For pregnant women with moderate to severe psoriasis who find that creams and ointments aren’t controlling their symptoms, Shamban suggests trying narrow-band ultraviolet light B (UVB) phototherapy.

Note, though, that there’s another type of phototherapy treatment called PUVA that isn’t recommended during pregnancy. PUVA is a combination of ultraviolet light A (UVA) phototherapy and a drug called psoralen. Psoralen can pass into breast milk and cause light sensitivity in the baby.

Birth and Beyond

There are some things to consider as you prep for your baby’s birth, too. If you have genital psoriasis, it’s important to be mindful of the sensitivity of your skin—and your obstetrician should be, too, according the National Psoriasis Foundation. Also, whether you have a vaginal or C-section birth, it’s possible to experience psoriasis on any tears or incisions. Psoriatic lesions can form following trauma to the skin on an area that was previously unaffected. This is known as the Koebner phenomenon.

While there’s no way to predict exactly how your psoriasis will respond to pregnancy or childbirth, it’s common to have a psoriasis flare shortly after delivery.
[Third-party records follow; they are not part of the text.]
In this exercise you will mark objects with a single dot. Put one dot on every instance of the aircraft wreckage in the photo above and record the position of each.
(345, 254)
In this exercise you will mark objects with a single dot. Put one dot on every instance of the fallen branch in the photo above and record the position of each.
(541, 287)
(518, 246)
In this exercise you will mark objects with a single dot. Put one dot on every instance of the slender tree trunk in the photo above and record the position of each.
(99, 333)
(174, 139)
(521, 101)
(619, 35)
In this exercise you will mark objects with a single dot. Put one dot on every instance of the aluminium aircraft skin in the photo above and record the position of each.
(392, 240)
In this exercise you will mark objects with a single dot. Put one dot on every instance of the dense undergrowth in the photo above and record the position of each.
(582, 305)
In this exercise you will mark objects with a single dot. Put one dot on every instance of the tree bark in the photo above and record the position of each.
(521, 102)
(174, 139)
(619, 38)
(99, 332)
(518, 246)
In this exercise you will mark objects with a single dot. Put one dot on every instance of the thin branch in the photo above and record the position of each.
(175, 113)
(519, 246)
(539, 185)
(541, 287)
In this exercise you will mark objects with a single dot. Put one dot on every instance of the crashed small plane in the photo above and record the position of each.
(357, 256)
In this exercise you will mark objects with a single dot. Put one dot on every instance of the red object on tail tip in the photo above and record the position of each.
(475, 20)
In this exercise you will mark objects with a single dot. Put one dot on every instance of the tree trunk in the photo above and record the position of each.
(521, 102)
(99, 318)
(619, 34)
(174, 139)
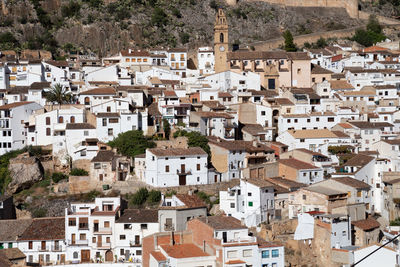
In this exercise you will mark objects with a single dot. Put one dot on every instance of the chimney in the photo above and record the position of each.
(172, 238)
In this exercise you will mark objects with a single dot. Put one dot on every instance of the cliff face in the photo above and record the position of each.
(106, 27)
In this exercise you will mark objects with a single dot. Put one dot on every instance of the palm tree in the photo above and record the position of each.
(58, 94)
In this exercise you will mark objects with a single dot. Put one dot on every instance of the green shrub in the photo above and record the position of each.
(154, 196)
(78, 172)
(58, 176)
(140, 197)
(39, 212)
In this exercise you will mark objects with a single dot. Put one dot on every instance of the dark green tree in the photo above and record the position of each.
(132, 143)
(289, 44)
(58, 94)
(166, 128)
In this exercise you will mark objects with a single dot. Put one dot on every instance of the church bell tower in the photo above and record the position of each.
(221, 42)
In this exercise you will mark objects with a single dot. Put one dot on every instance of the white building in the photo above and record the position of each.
(251, 202)
(176, 166)
(205, 59)
(12, 124)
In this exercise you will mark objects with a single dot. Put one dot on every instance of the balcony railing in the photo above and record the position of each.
(45, 248)
(104, 246)
(132, 243)
(78, 242)
(56, 248)
(183, 172)
(103, 231)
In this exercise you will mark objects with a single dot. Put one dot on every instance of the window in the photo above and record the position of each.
(232, 254)
(71, 222)
(247, 253)
(265, 254)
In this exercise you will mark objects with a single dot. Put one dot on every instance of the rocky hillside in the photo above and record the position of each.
(106, 27)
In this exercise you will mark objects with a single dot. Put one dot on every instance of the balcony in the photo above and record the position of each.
(249, 239)
(104, 246)
(132, 243)
(184, 172)
(78, 242)
(103, 231)
(45, 248)
(56, 248)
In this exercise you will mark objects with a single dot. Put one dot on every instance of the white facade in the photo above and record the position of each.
(174, 167)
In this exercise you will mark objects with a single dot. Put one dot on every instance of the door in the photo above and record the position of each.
(182, 179)
(224, 237)
(109, 256)
(85, 255)
(183, 169)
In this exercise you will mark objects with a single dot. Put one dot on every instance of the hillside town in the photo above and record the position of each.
(223, 157)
If you plan to breastfeed, know that oral retinoids, methotrexate (Trexall), biologic drugs, and any other drugs unsafe during pregnancy may still be off the table. Until your baby is weaned from breastfeeding, you may have to stick to emollients, topical steroids, and dithranol cream.
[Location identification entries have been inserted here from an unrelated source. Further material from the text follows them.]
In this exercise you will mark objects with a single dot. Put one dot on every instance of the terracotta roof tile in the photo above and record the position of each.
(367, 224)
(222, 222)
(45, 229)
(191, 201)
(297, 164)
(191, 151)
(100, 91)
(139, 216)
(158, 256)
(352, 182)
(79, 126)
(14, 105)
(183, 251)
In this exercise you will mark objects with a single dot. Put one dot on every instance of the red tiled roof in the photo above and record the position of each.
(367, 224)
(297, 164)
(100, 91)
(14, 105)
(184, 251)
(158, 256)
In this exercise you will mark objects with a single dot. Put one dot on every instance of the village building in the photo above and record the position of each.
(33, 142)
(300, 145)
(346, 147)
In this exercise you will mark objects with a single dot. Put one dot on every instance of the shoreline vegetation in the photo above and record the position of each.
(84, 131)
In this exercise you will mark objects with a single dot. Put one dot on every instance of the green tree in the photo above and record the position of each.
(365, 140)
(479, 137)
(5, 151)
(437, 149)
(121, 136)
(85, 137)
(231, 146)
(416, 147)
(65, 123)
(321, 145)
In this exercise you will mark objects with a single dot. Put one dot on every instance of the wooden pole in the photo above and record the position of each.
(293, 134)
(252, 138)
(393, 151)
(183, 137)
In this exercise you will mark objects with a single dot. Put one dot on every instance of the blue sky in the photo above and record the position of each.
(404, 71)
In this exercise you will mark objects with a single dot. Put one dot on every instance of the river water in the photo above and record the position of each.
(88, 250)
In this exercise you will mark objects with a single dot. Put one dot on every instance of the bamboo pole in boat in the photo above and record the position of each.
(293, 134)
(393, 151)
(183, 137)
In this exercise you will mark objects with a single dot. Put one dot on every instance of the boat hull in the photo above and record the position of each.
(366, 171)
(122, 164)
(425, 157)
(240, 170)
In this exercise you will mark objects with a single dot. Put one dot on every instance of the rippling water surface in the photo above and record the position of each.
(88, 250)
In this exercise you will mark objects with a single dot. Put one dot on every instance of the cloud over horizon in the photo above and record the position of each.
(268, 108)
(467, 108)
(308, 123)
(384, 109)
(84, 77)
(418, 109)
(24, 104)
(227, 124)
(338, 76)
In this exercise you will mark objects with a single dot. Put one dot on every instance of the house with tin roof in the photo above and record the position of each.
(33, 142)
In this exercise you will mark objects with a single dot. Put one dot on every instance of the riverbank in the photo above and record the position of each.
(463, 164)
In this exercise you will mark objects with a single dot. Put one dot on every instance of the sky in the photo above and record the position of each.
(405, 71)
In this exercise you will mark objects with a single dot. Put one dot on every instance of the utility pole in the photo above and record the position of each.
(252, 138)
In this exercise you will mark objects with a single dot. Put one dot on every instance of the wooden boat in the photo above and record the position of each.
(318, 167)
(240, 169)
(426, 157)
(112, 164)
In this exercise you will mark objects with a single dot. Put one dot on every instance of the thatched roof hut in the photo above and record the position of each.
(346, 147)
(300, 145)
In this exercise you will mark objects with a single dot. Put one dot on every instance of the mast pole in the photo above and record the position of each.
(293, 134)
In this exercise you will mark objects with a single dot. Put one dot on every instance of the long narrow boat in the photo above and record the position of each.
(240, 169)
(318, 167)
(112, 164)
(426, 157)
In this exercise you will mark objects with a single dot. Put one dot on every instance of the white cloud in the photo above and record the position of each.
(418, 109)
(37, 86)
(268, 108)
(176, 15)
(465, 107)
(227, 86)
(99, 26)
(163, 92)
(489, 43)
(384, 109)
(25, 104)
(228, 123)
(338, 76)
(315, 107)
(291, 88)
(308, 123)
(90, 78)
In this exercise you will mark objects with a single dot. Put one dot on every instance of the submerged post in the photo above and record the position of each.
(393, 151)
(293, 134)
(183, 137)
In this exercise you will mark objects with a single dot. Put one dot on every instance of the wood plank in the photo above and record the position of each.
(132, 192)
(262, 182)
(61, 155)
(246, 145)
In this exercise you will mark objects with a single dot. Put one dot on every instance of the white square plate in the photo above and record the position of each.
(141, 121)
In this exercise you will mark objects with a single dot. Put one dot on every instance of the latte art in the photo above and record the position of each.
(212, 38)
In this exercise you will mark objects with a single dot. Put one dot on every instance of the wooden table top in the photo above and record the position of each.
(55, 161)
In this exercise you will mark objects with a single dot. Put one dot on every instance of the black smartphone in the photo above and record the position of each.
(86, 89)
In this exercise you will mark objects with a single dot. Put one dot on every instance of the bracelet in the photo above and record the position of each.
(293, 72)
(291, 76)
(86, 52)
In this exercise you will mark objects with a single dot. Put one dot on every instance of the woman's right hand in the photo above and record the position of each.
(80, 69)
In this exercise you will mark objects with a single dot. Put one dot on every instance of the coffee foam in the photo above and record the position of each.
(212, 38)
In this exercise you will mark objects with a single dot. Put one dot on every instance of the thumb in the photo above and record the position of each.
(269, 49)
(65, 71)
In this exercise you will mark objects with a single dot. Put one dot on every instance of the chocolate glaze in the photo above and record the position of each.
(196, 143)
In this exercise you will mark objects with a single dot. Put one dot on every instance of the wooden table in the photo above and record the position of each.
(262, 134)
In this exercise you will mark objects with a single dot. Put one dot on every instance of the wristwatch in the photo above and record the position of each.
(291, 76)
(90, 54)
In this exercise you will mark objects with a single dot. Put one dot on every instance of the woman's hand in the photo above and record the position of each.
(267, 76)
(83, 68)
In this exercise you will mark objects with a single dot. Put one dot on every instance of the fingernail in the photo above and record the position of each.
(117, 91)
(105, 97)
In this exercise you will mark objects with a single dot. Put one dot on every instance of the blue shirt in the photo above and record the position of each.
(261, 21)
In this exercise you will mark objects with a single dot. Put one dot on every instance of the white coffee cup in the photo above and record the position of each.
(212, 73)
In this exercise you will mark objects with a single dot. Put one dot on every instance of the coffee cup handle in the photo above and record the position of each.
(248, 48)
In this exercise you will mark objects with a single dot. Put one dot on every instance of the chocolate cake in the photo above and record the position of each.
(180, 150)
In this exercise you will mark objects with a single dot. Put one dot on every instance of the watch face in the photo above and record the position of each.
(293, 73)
If you do use topical steroids, be careful not to let the cream rub off onto your baby. If you have psoriasis on your breasts, it’s important to wash the cream off thoroughly before nursing.

More research is needed to better understand how pregnancy affects psoriasis and the effects of different drugs during pregnancy. If you’d like to help further the current research, ask your doctor about enrolling in a pregnancy registry, which tracks people who are on different medications during pregnancy to better understand their impacts on the mother and the fetus.